Ruthenium (Ru) is a promising candidate for the next-generation of electronic interconnects due to its low resistivity, small mean free path, and superior electromigration reliability at nanometer scales. Additionally, Ru exhibits superconductivity below 1 K, with resistance to oxidation, low diffusivity, and a small superconducting gap, making it a potential material for superconducting qubits and Josephson Junctions. Here, we investigate the superconducting behavior of Ru thin films (11.9 - 108.5 nm thick), observing transition temperatures from 657.9 mK to 557 mK. A weak thickness dependence appears in the thinnest films, followed by a conventional inverse thickness dependence in thicker films. Magnetotransport studies reveal type-II superconductivity in the dirty limit (ξ >> l), with coherence lengths ranging from 13.5 nm to 27 nm. Finally, oxidation resistance studies confirm minimal RuOx growth after seven weeks of air exposure. These findings provide key insights for integrating Ru into superconducting electronic devices.

Figures (5)

• Figure 1: Structural characteristics of the UHV-grown Ru thin films on c-plane sapphire substrates: (a) X-ray diffraction spectra of thin films with varying thicknesses and growth temperatures (Samples C, E, H, F, and G). (b) AFM topographical maps of Ru thin films of different thicknesses and growth temperatures (Samples C, E, F, and H).

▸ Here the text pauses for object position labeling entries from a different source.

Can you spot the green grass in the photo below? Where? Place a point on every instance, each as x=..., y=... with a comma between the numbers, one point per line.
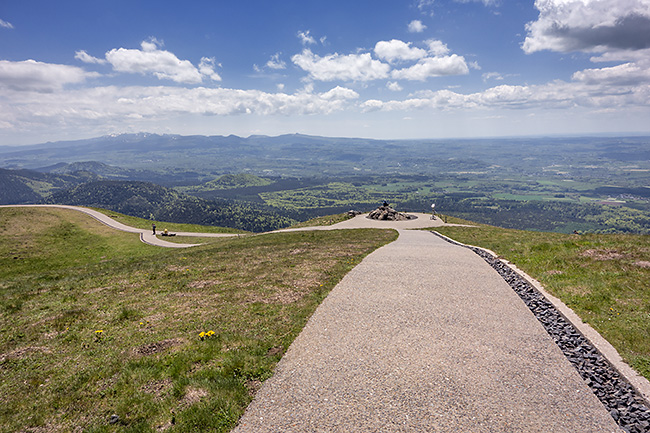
x=72, y=277
x=323, y=221
x=605, y=279
x=161, y=225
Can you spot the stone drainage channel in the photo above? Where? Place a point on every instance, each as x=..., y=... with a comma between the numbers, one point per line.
x=620, y=398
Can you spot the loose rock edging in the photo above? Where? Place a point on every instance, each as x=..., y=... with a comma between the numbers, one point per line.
x=622, y=400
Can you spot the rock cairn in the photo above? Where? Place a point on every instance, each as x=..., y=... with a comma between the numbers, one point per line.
x=387, y=213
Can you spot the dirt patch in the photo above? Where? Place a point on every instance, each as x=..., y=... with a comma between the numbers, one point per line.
x=604, y=254
x=253, y=386
x=193, y=396
x=284, y=297
x=157, y=388
x=19, y=353
x=201, y=284
x=157, y=347
x=274, y=350
x=577, y=290
x=96, y=290
x=554, y=272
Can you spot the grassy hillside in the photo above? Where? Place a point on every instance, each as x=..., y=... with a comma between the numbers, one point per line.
x=94, y=323
x=604, y=278
x=154, y=202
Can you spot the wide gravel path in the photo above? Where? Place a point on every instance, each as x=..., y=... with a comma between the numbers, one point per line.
x=424, y=336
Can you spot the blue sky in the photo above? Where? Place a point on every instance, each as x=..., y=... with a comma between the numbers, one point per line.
x=376, y=68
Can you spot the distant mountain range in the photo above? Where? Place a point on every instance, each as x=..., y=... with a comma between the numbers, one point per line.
x=187, y=159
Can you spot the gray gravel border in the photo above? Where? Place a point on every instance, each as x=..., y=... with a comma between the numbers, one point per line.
x=623, y=401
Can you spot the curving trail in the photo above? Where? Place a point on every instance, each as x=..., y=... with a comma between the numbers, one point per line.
x=146, y=236
x=421, y=336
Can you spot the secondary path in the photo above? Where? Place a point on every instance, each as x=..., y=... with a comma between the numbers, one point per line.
x=421, y=336
x=424, y=336
x=146, y=235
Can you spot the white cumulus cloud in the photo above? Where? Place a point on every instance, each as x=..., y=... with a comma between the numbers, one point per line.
x=6, y=24
x=396, y=50
x=437, y=48
x=416, y=26
x=152, y=60
x=589, y=25
x=394, y=86
x=87, y=58
x=30, y=75
x=351, y=67
x=275, y=62
x=433, y=67
x=306, y=38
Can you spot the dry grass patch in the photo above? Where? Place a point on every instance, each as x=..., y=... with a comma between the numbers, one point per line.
x=151, y=304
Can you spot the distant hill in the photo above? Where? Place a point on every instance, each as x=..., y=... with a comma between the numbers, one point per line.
x=150, y=201
x=28, y=186
x=242, y=180
x=111, y=172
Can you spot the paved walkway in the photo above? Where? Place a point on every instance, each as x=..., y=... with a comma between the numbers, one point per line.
x=424, y=336
x=421, y=336
x=146, y=235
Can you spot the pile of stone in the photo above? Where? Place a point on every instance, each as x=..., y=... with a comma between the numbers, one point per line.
x=387, y=213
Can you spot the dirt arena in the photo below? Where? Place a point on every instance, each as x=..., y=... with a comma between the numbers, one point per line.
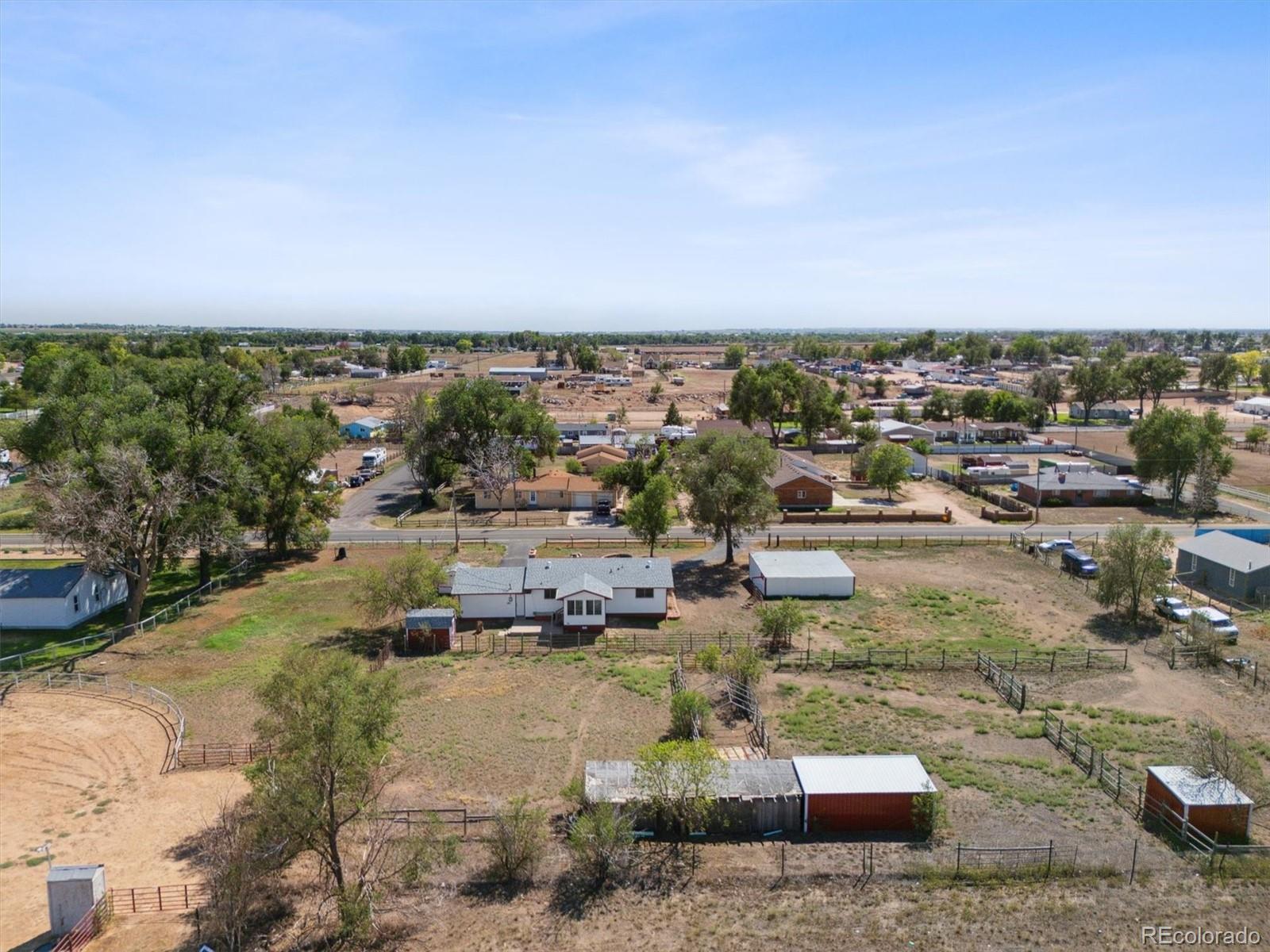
x=83, y=774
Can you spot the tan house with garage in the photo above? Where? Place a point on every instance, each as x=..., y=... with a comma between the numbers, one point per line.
x=552, y=490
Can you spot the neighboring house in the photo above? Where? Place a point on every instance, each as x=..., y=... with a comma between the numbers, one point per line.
x=1225, y=564
x=537, y=374
x=899, y=432
x=579, y=593
x=365, y=428
x=552, y=490
x=1259, y=406
x=429, y=630
x=597, y=457
x=1106, y=410
x=1212, y=805
x=57, y=598
x=977, y=432
x=800, y=575
x=1077, y=488
x=799, y=489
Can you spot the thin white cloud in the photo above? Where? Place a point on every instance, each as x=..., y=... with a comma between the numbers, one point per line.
x=755, y=171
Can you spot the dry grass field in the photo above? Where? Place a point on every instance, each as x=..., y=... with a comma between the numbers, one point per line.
x=479, y=729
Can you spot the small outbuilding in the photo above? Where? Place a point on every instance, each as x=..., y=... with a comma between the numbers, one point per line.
x=429, y=630
x=1213, y=805
x=753, y=797
x=800, y=575
x=860, y=793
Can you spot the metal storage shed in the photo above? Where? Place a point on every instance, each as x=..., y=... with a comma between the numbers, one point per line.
x=755, y=797
x=860, y=793
x=800, y=575
x=1212, y=805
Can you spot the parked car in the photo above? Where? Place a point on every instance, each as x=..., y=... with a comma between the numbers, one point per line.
x=1172, y=608
x=1080, y=564
x=1056, y=545
x=1218, y=621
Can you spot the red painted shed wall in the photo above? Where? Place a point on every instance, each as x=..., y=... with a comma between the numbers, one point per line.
x=849, y=812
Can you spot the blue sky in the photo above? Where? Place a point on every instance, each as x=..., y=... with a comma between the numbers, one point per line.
x=637, y=165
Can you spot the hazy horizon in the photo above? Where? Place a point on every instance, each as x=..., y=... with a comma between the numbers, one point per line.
x=671, y=167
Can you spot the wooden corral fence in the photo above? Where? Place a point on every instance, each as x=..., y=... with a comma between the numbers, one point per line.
x=222, y=754
x=88, y=928
x=64, y=651
x=159, y=899
x=745, y=701
x=152, y=700
x=1011, y=689
x=945, y=660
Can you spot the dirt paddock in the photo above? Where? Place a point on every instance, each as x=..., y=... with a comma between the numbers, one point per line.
x=83, y=774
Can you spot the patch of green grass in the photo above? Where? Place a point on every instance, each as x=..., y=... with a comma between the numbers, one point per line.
x=645, y=682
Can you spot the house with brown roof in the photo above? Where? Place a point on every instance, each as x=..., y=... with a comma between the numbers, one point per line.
x=552, y=490
x=797, y=488
x=598, y=456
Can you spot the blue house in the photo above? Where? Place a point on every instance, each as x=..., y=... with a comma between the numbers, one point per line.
x=365, y=428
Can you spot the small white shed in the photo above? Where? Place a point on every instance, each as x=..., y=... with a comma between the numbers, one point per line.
x=800, y=575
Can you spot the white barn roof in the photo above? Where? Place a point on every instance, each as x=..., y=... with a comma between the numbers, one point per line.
x=800, y=565
x=1193, y=790
x=884, y=774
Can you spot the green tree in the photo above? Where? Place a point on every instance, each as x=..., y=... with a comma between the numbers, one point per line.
x=679, y=785
x=780, y=621
x=410, y=581
x=283, y=451
x=329, y=724
x=888, y=467
x=648, y=513
x=1168, y=443
x=1217, y=371
x=725, y=478
x=1133, y=569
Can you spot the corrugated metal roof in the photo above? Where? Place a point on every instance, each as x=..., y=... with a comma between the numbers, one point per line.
x=1194, y=790
x=587, y=583
x=418, y=617
x=800, y=565
x=470, y=581
x=40, y=583
x=884, y=774
x=614, y=781
x=641, y=571
x=1233, y=552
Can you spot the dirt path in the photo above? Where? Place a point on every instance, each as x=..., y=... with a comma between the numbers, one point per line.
x=83, y=774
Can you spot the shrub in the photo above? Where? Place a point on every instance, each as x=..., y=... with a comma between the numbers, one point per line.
x=930, y=816
x=518, y=841
x=709, y=658
x=690, y=708
x=601, y=842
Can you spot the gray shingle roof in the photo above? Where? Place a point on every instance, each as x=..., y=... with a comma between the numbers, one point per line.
x=1232, y=551
x=470, y=581
x=40, y=583
x=641, y=571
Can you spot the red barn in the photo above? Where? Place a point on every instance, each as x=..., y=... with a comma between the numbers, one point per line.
x=860, y=793
x=1212, y=805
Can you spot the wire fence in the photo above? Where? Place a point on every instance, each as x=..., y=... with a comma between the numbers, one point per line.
x=73, y=647
x=167, y=710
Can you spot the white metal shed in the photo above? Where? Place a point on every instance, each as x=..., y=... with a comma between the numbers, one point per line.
x=800, y=575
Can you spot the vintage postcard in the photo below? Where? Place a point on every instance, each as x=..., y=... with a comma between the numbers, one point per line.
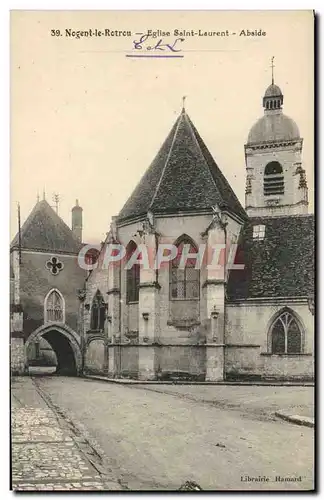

• Figure 2: Thickness Dependence of Critical Temperature and Normal Resistance: (a) Sheet resistance as a function of temperature for Samples C (d = 30.4 nm), E (d = 58.9 nm), F (d = 82.2 nm), and G (d = 108.5 nm). (b) Critical temperature as a function of sample thickness fitted to the equation Tc(d) = 470 + A/d, where A = 11.840 K.nm is a fit parameter and d is the film thickness. (c) Normal sheet resistance ($\mathbf{R_s}$) vs sample thickness at 300 K and 1 K. The fit uses the equation $R_s=\rho/d$, where $\mathbf{\rho}$ is the resistivity of the film and d is the film thickness. The resistivities of the films at 300 K and 1 K were $\mathbf{\rho_{300K}} = 2.57 \times 10^{-5}$$\Omega$.cm and $\mathbf{\rho_{1K}} = 1.95 \times 10-5$$\Omega$.cm.
• Figure 3: Superconducting-normal transition in parallel magnetic field: (a) Sheet resistance as a function of the in-plane magnetic field at varying temperatures for Sample C. (b) Critical magnetic field as a function of temperature. The data is fitted using the model: $B_c^\parallel(T)=B_0^\parallel\sqrt{1-t}$. (c) $B_0^\parallel$ values for each Ru thin film fitted to $B_0^\parallel=\sqrt{24}B_{cb}^\parallel(0) \lambda_b(0)/d$.
• Figure 4: Thickness and temperature dependence of parallel critical magnetic field:$(B_c^\parallel(T))^2$ as a function of the temperature function $(1-t^2)/(1+t^2)$ for six Ru thin film samples of different thicknesses (Samples B, C, D, E, F, and G). The proportionality factor estimated from the linear fit is $\sqrt{24}\lambda^2(0)(B_c^\parallel(0))^2/d^2$, where $\lambda$ is the London penetration depth and d is the thickness of the film.
• Figure 5: Ru thin film surface composition as a function of air exposure: (a) Ru3p spectra with metallic Ru and RuOx highlighted in light and dark blue, respectively. (b) O1s spectra as a function of exposure time. (c) Surface composition as a function of air exposure calculated from the Ru3p and O1s intensities (normalized to their respective relative sensitivity factor values).